Impassioned testimony was heard in support of the bill.

“I think it’s time that we don’t view this in light of other education issues,” said Sen. Chris Johnson, of Somerville. “This is a matter of life or death so our young people can live out their adult lives and fulfill the expectations of everyone.”

Sen. Brian Langley lost his younger brother to suicide and two students he taught when he was a teacher.

“It’s just pretty rough,” said Sen. Langley. “One of the students I might have suspected. The other one, that was really tough. If we’re better aware of what those signs are, we might be able to pick up on one of them.”

Rep.
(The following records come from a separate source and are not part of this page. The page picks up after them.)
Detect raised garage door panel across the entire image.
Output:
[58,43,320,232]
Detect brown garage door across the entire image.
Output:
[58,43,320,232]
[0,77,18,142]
Gilbert refereed to his bill as the top priority of his legislative career. “If I’m remember for anything, I hope this bill is it.”

Gilbert expressed thanks to the committee, which unanimously recommended to the full Legislature that the bill ought to pass as amended. The amendment is a technical one that addresses the rule-making process.

Gilbert met Mainers who had lost loved ones to suicide through his constituent outreach work. He developed the legislation through consultation with them, others involved in suicide prevention and various stakeholders.

The bill would build upon efforts already taking place. MSPP has already conducted more than 800 suicide prevention trainings, including advanced prevention, in Maine schools.

The bill now goes to the full Legislature.

Gilbert is serving his third term in the Maine House of Representatives and represents Jay, New Sharon, Chesterville, Mercer and Starks.